Table 5 Performance evaluation metrics of second I/O combination with reference to compressive strength prediction
Fig. 4
figure 4

Violin plot for comparative evaluation of ANN, GTB, and MARS models of second I/O combination

Fig. 5
figure 5

Taylor Diagram depicting the individual model performance with respect to second I/O combination

4.3 Third I/O combination

In this case, data groups A and B were used as the training dataset, whereas group C was used as the testing dataset in this I/O combination. Each model performance for this I/O combination is tabulated in Table 6. The ANN and MARS models had the similar accuracy in prediction in terms of MAE (4.8404 MPa and 4.9814 MPa), RMSE (6.6067 MPa and 7.6886 MPa), and RRMSE (0.4493, and 0.5229), respectively. The GTB model, on the other hand, had the best prediction accuracy, with very low MAE (3.5402 MPa), RMSE (5.3066 MPa), and RRMSE (0.3609), as well as greater NNSE (0.8841), KGE (0.8901), and WI (0.9633) values. Although statistical indicators show a high degree of confidence in the prediction of compressive strength data from the three models, graphical evaluation is essential. Figure 1 shows the scatter plots of each individual model predictions for the third combination with a positive correlation. From the figure, it is seen that ANN, GTB, and MARS have predicted with a co-efficient of determination of 0.7967, 0.8689, and 0.7247, respectively, as against the observed values. Hence in this I/O combination, again GTB has better prediction efficiency than the other two models. Figure 6 shows the violin plots for the third I/O combination. Looking into the plot, the distribution of GTB has a more or less similar widening as that of the observed data. The violin plot of MARS predicted data showed varied skew, symmetry, and shape characteristics. Figure 7 shows Taylor’s diagram which summarizes how relative the prediction values lie with respect to observation values. Here again, the GTB model predictions were superior in terms of all three statistical indices of Taylor Diagram.

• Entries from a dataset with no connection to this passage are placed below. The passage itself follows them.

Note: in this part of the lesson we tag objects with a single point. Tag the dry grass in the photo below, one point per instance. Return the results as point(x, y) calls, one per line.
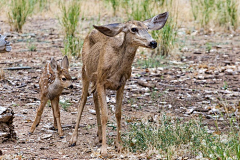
point(2, 74)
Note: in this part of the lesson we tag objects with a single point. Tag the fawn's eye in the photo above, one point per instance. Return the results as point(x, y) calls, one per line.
point(134, 29)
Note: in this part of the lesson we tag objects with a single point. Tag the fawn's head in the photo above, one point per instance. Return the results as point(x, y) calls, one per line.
point(136, 32)
point(62, 76)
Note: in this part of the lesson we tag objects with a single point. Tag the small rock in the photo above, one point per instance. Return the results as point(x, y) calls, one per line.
point(189, 111)
point(229, 72)
point(46, 136)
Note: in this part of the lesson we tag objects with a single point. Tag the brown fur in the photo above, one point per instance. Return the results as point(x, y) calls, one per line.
point(52, 82)
point(107, 62)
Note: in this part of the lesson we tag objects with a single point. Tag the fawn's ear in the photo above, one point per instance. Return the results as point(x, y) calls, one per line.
point(157, 22)
point(110, 30)
point(53, 64)
point(65, 63)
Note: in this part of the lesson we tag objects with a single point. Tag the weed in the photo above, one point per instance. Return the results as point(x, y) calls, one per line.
point(2, 74)
point(72, 46)
point(19, 11)
point(227, 13)
point(115, 4)
point(151, 62)
point(70, 17)
point(69, 21)
point(224, 12)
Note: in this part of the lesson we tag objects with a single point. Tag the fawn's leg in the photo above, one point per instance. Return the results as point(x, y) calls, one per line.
point(81, 105)
point(104, 117)
point(118, 114)
point(39, 113)
point(56, 109)
point(96, 103)
point(54, 118)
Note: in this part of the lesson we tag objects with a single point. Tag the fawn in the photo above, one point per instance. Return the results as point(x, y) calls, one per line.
point(107, 62)
point(52, 82)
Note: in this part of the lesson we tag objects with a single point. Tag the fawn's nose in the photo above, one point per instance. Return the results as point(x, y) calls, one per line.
point(153, 44)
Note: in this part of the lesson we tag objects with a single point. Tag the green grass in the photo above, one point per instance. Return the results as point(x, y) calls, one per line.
point(185, 138)
point(69, 21)
point(18, 13)
point(150, 62)
point(72, 46)
point(219, 12)
point(115, 5)
point(227, 13)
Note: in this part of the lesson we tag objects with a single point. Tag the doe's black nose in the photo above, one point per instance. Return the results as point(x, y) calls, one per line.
point(153, 44)
point(71, 86)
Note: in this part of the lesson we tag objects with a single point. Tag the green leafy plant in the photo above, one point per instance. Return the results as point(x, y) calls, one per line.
point(19, 11)
point(72, 46)
point(115, 5)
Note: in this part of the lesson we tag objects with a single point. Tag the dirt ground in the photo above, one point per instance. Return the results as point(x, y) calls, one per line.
point(204, 81)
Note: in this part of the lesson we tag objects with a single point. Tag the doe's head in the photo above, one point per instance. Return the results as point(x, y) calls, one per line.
point(136, 32)
point(61, 72)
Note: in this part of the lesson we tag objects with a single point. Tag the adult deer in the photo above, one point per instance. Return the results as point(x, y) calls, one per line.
point(107, 62)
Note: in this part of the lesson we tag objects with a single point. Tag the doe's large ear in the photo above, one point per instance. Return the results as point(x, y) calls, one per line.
point(53, 64)
point(157, 22)
point(65, 63)
point(110, 30)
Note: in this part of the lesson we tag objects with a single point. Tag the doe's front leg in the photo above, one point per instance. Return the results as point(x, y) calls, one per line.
point(104, 118)
point(118, 115)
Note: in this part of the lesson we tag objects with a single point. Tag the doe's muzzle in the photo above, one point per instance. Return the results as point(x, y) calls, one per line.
point(153, 44)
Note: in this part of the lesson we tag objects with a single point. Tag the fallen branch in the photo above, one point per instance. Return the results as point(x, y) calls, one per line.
point(145, 84)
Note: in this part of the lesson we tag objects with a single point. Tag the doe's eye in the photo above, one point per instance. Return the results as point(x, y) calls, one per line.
point(134, 29)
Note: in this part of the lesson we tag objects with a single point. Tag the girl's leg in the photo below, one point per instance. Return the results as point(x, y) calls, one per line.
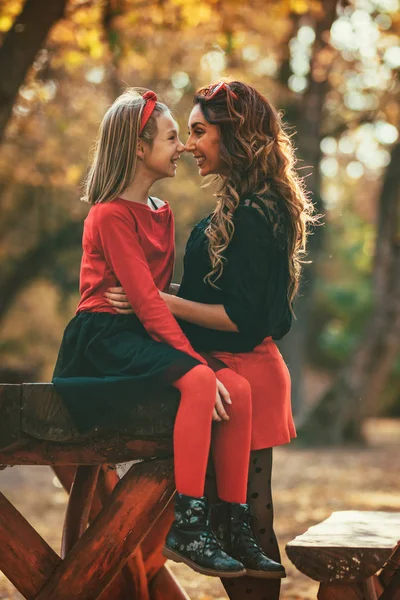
point(260, 500)
point(231, 439)
point(192, 429)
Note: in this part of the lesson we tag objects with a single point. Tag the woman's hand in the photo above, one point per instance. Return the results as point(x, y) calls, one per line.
point(219, 412)
point(119, 300)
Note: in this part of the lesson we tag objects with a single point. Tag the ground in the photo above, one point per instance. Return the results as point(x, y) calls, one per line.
point(308, 486)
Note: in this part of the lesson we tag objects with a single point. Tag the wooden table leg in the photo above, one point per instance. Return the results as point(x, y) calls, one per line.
point(340, 591)
point(164, 586)
point(133, 573)
point(79, 505)
point(368, 588)
point(392, 590)
point(25, 558)
point(115, 534)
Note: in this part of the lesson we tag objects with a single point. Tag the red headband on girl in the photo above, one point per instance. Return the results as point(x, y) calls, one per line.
point(151, 101)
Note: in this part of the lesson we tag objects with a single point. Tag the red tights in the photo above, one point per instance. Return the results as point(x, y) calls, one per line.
point(229, 440)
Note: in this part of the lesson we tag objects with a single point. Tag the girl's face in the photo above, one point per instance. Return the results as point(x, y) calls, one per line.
point(205, 142)
point(160, 158)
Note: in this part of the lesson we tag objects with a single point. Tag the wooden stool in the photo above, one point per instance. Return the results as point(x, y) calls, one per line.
point(345, 552)
point(110, 546)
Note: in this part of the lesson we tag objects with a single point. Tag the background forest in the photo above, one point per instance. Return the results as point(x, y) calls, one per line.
point(330, 66)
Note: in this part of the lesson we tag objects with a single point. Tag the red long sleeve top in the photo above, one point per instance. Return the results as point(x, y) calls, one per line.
point(130, 244)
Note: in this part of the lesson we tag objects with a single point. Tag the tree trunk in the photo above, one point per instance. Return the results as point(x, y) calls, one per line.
point(31, 264)
point(309, 123)
point(20, 47)
point(354, 396)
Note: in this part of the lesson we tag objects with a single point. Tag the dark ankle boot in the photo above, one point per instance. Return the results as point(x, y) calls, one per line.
point(192, 541)
point(233, 527)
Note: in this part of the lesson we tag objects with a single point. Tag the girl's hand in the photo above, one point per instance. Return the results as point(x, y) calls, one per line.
point(119, 300)
point(219, 412)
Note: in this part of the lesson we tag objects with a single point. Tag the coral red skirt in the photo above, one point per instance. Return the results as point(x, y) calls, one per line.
point(269, 379)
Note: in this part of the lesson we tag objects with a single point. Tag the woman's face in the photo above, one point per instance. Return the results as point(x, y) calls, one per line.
point(205, 142)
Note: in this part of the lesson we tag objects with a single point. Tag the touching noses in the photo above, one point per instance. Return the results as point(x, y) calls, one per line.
point(190, 145)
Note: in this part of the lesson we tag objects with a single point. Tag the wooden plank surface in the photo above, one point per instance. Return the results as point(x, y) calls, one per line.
point(45, 417)
point(110, 450)
point(353, 529)
point(10, 414)
point(349, 546)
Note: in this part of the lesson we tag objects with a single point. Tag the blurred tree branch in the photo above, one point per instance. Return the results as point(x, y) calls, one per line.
point(32, 263)
point(20, 47)
point(308, 117)
point(339, 415)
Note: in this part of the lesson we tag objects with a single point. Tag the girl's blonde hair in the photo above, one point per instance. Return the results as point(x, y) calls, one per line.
point(260, 161)
point(115, 153)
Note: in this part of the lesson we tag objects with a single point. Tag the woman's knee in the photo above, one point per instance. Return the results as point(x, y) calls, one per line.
point(200, 377)
point(240, 392)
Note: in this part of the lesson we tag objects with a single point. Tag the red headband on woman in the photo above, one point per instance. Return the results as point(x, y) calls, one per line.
point(151, 101)
point(211, 92)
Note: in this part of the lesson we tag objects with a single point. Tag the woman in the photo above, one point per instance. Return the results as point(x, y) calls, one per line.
point(241, 274)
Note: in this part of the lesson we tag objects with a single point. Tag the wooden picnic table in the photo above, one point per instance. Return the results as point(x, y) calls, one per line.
point(114, 528)
point(345, 553)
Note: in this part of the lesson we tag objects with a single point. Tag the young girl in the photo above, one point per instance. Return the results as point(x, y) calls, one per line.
point(107, 359)
point(241, 273)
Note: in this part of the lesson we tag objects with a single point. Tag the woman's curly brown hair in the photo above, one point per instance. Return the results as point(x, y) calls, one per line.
point(260, 161)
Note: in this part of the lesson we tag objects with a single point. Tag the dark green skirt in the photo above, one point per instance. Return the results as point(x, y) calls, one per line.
point(107, 362)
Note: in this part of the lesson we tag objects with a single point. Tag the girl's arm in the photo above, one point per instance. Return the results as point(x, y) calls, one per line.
point(126, 258)
point(174, 289)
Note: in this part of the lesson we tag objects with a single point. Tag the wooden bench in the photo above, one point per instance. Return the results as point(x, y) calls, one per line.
point(111, 548)
point(346, 551)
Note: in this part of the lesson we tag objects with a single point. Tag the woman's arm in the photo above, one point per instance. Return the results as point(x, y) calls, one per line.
point(211, 316)
point(174, 289)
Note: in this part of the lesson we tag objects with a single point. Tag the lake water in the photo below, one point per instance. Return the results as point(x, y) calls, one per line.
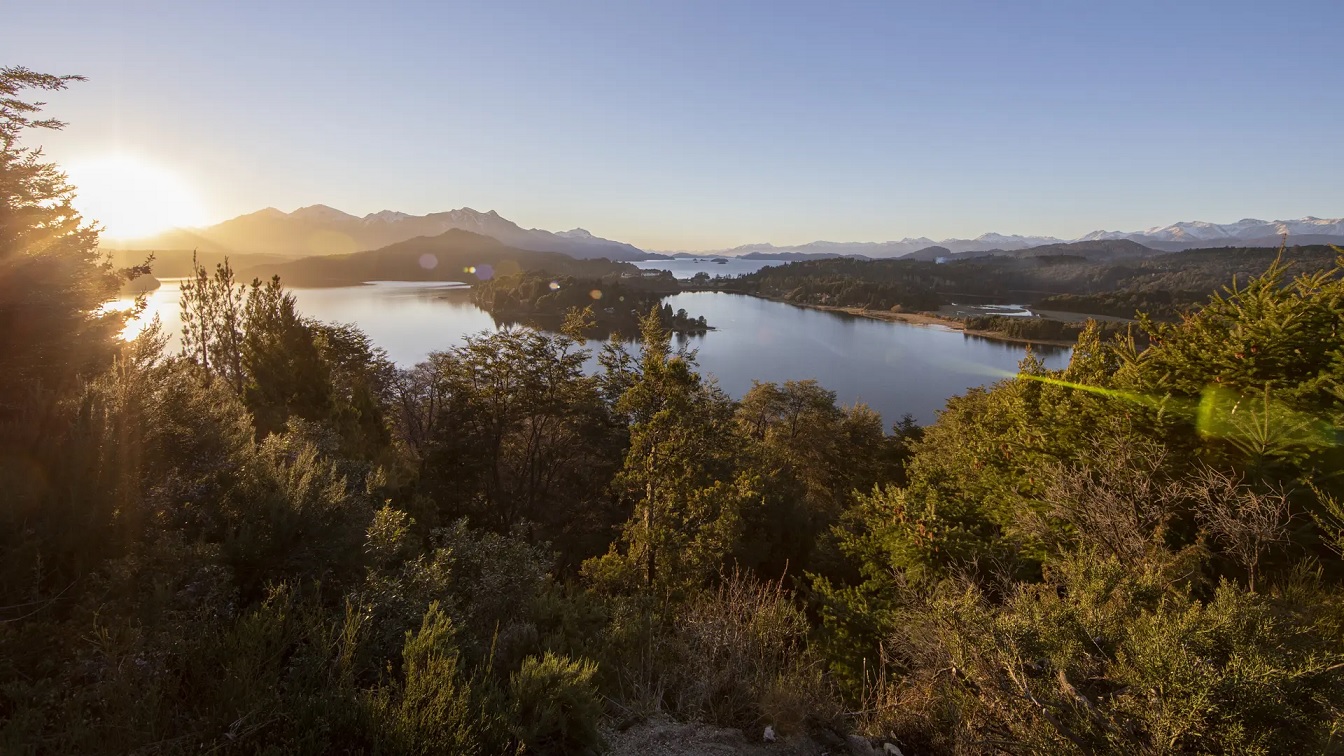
point(683, 268)
point(894, 367)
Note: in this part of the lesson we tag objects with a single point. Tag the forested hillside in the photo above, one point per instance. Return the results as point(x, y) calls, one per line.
point(278, 542)
point(1098, 281)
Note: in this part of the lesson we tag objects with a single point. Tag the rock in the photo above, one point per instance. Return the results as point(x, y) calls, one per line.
point(860, 745)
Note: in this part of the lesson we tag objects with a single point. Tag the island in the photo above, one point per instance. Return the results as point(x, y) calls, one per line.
point(616, 301)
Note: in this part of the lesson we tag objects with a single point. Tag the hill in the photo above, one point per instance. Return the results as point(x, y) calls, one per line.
point(325, 230)
point(452, 256)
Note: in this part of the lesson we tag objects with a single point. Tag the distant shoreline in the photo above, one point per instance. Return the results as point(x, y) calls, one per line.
point(924, 319)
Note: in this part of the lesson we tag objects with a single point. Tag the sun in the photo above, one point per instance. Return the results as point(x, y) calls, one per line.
point(132, 198)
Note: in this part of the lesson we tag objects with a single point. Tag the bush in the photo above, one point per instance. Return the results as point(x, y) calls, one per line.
point(555, 706)
point(738, 657)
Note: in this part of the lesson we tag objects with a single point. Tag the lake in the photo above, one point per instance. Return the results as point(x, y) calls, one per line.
point(894, 367)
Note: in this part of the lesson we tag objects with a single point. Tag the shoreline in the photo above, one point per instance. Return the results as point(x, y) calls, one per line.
point(924, 319)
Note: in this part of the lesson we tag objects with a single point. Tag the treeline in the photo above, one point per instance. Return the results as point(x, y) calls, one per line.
point(1040, 328)
point(1161, 285)
point(612, 304)
point(278, 542)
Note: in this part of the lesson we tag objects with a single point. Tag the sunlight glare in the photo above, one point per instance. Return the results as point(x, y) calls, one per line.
point(131, 197)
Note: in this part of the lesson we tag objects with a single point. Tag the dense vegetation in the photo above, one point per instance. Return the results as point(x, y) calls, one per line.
point(1040, 328)
point(278, 542)
point(613, 303)
point(1163, 285)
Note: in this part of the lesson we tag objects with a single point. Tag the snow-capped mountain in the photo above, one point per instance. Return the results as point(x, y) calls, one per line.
point(1243, 230)
point(319, 229)
point(886, 249)
point(1178, 236)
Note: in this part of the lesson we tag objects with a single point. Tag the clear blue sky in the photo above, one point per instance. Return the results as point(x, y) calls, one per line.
point(704, 124)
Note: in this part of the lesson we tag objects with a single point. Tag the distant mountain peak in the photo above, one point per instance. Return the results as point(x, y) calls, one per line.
point(273, 232)
point(321, 213)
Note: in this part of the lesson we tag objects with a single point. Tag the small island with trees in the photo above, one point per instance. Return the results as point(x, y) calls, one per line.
point(616, 301)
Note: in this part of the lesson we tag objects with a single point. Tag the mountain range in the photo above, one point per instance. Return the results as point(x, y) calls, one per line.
point(319, 229)
point(1167, 238)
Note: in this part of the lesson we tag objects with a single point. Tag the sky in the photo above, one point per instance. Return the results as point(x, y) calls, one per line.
point(708, 124)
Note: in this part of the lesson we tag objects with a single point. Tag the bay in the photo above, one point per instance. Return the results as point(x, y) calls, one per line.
point(894, 367)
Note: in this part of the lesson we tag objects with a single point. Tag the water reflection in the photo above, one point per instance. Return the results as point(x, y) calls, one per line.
point(895, 367)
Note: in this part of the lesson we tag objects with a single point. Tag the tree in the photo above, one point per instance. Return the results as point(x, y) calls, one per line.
point(679, 474)
point(53, 279)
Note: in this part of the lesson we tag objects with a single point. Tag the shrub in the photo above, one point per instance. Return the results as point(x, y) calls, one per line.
point(555, 706)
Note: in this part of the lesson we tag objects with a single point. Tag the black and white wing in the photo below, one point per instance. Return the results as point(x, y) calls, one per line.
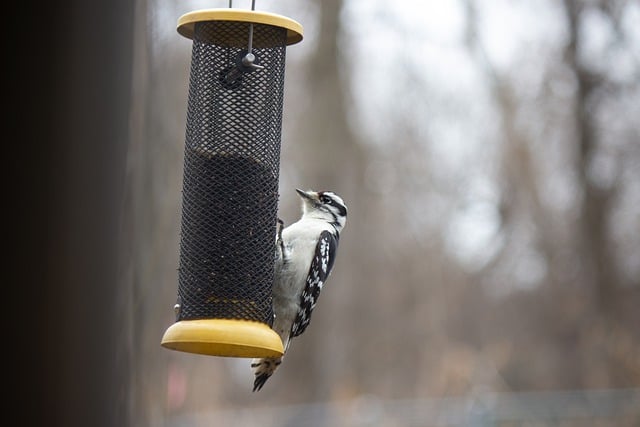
point(319, 271)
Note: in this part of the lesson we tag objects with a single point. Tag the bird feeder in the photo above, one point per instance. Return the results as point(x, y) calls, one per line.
point(230, 182)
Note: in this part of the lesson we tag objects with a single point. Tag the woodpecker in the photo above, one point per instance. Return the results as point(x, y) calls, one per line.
point(305, 254)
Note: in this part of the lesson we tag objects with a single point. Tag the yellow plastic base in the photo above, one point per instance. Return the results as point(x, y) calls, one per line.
point(223, 337)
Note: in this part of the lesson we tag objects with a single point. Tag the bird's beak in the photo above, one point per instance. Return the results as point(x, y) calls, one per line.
point(306, 194)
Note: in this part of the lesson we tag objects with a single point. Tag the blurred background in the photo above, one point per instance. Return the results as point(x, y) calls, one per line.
point(489, 272)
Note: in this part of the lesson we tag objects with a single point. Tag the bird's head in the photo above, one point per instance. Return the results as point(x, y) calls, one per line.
point(325, 205)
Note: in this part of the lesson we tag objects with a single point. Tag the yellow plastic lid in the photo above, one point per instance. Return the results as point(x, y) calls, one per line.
point(186, 23)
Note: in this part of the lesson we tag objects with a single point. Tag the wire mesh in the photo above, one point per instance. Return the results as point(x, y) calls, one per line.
point(231, 170)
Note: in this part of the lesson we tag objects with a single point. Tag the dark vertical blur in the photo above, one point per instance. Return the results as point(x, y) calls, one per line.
point(69, 88)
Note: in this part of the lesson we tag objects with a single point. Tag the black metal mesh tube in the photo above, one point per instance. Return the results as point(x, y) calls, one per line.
point(231, 170)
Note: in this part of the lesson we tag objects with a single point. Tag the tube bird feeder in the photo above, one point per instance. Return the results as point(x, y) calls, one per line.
point(230, 182)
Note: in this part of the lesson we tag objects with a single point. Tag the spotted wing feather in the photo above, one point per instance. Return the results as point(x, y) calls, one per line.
point(319, 271)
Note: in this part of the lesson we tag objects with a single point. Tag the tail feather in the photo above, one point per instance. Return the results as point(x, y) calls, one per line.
point(263, 369)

Table 6 Performance evaluation metrics of third I/O combination with reference to compressive strength prediction
Fig. 6
figure 6

Violin plot for comparative evaluation of ANN, GTB, and MARS models of third I/O combination

Fig. 7
figure 7

Taylor diagram depicting the individual model performance with respect to third I/O combination

5 Conclusions

In the present study, simple, advanced and ensemble machine learning approaches namely the ANN, MARS and GTB were applied to model the compressive strength of high-performance concrete using seven input parameters considering three different training and testing combinations. Based on the results obtained, all three models performed better for the first I/O combination compared to the other two combinations. The GTB model provides superior predictions in comparison with ANN and MARS in all three I/O combinations. Parameter optimization played a major role in the model development process and has significant impact on the model outputs.